Even at matinee prices, going to the movie requires plenty of mad money. Two tickets were 15 depreciating dollars, and a tub of popcorn, a bottle of water and a package of licorice came to another 15. But for a movie about money, well, it’s only money.
With the Fed Chair Ben Bernanke hitting the panic button and lowering rates by 1.25 percent in less than a week’s time and the M-3 money supply growing at 15 percent, the timing of Mad Money couldn’t have been more perfect. Even CNBC’s manic nut case Jim Cramer, host of a daily TV show of the same name, makes an appearance, albeit a strange one.
Are movie-goers actually to believe that two black kids in a Kansas City ghetto are watching Cramer ranting on the Mad Money TV show about some white-collar crime? At which point their mother, Nina (Queen Latifah), scolds them that they will never pursue a life of crime, even though she is about to engage in what some might consider a criminal enterprise.
Nina teams up with Bridget Cardigan (Diane Keaton), a society housewife gone broke and back to work, and trailer trash space cadet Jackie Truman (Katie Holmes) to rob the Kansas City Federal Reserve Bank.
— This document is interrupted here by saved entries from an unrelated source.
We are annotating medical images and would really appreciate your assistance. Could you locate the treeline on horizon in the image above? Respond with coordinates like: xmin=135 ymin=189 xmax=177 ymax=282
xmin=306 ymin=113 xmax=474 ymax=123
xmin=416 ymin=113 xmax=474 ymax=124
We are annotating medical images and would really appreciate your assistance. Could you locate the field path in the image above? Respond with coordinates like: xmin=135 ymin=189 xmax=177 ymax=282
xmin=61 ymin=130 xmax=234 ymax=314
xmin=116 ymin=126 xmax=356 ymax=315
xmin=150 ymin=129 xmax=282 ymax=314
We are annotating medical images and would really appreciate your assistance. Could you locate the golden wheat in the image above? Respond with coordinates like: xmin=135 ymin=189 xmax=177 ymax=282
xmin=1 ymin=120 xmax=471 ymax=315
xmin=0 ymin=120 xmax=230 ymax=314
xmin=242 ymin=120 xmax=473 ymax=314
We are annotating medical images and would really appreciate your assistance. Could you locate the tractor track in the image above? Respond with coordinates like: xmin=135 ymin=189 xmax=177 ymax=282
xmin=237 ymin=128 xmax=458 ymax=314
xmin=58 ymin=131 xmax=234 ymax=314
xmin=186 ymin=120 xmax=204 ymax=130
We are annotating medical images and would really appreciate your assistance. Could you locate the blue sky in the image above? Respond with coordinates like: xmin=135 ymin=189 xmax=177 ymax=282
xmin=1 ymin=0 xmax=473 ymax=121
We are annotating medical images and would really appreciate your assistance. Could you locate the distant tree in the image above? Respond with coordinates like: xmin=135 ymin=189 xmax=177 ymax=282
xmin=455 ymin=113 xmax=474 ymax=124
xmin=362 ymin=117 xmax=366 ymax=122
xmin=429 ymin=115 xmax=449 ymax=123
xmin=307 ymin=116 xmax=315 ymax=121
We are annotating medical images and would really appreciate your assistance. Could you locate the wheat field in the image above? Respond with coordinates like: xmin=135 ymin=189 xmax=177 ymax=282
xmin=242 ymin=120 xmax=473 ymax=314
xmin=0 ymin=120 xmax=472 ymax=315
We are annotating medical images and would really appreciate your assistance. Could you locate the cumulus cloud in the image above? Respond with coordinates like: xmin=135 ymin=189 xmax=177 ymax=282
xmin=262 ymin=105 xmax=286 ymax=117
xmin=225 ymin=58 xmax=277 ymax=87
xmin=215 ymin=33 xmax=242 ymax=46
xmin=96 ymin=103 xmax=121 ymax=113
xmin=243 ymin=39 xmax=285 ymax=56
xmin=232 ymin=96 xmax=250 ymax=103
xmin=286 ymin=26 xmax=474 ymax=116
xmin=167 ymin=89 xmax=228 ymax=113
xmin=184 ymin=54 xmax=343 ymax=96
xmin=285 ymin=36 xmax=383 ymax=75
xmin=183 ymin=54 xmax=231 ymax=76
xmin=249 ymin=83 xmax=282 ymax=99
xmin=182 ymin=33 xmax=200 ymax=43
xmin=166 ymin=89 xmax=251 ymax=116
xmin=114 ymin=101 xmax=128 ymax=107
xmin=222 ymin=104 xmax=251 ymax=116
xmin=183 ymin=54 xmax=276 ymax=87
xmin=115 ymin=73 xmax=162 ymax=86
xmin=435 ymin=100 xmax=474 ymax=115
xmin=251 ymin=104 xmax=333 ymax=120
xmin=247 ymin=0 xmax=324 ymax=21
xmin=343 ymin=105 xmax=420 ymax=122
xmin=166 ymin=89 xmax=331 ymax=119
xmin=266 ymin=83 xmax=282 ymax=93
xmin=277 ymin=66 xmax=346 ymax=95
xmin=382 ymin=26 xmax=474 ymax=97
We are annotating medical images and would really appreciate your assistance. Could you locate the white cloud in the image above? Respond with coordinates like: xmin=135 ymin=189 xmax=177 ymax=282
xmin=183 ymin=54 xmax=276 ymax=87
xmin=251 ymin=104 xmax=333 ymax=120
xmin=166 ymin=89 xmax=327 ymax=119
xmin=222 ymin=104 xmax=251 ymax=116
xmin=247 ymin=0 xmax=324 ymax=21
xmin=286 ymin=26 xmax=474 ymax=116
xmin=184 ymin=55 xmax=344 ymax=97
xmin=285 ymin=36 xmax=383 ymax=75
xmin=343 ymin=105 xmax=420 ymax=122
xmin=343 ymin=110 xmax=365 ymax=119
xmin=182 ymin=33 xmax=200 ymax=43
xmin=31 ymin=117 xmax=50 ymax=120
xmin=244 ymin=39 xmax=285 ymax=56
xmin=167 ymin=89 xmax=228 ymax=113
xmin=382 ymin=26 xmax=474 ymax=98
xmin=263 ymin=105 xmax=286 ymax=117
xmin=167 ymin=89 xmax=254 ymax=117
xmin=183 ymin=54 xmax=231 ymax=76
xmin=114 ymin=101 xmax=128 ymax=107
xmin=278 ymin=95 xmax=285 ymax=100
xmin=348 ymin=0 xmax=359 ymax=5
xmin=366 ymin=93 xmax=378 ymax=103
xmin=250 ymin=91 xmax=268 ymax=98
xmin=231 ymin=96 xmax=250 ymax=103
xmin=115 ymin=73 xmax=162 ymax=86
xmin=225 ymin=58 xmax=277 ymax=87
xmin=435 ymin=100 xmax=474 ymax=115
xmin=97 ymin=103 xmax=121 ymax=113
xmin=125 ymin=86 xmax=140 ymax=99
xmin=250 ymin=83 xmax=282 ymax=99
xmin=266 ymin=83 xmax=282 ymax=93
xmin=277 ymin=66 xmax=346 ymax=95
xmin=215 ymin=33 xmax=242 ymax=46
Of course, it’s not like this eclectic threesome actually takes someone’s hard-earned savings. Bridget, who takes a janitor position after her husband Don (Ted Danson) has been corporately downsized out of a job, masterminds a scheme to take worn out Federal Reserve notes that are to be destroyed.
Naturally, the Fed’s constant monetary fiddling and inflationary ways creates the very instability that leads to corporate upsizing and, in turn, downsizing. This forces families to have two people working to make ends meet, the creation of an economy where no one has long-term financial security, and the encouragement of speculation in financial markets. I’m not sure director Callie Khouri or screenwriter, Glen Gers, realize that. If they did, their movie is much more clever than most realize.
Stephen Root’s portrayal of Glover, the guy in charge at the KC Fed is perfect. To the very end, Glover deems it impossible that anyone could take anything out of his airtight facility. It is just as arrogant and ignorant as the Federal Reserve policy board believing they can steer the economy to new heights, soft landings and smooth rides with their monetary tinkering.
When Don discovers Bridget’s caper and that she intends to continue it, he blurts out concerns for the nations monetary system, not buying into Bridget’s explanation that the money is being destroyed anyway, and that even after they spend it, the bills will be shredded. “We’re stealing the same money over and over again. In fact, we’re not stealing anything.” Besides, after cleaning their toilets, Bridget doesn’t share her husband’s reverence for the central bankers.
Taking the counterfeiters’ money (a.k.a the Federal Reserve’s money) is not wrong, but when the women started spending the money, as Lew Rockwell points out, that’s “another matter, of course, as it imitates on a tiny scale what the Fed does, and dilutes the value of other people’s money.”
Heroically, Mad Money portrays the higher ups at the KC Fed as pompous and clueless, while normal entrepreneur Junior (Mathew Greer), owner of Junior’s Blues BBQ joint where the three ladies meet to hatch their plans over Budweisers and peanuts, is the sharpest guy in the movie.
It’s about time us hard-money folks had an anti-Federal Reserve movie to enjoy. I’m with Lew, “May this be only the first of a string of anti-Fed movies.”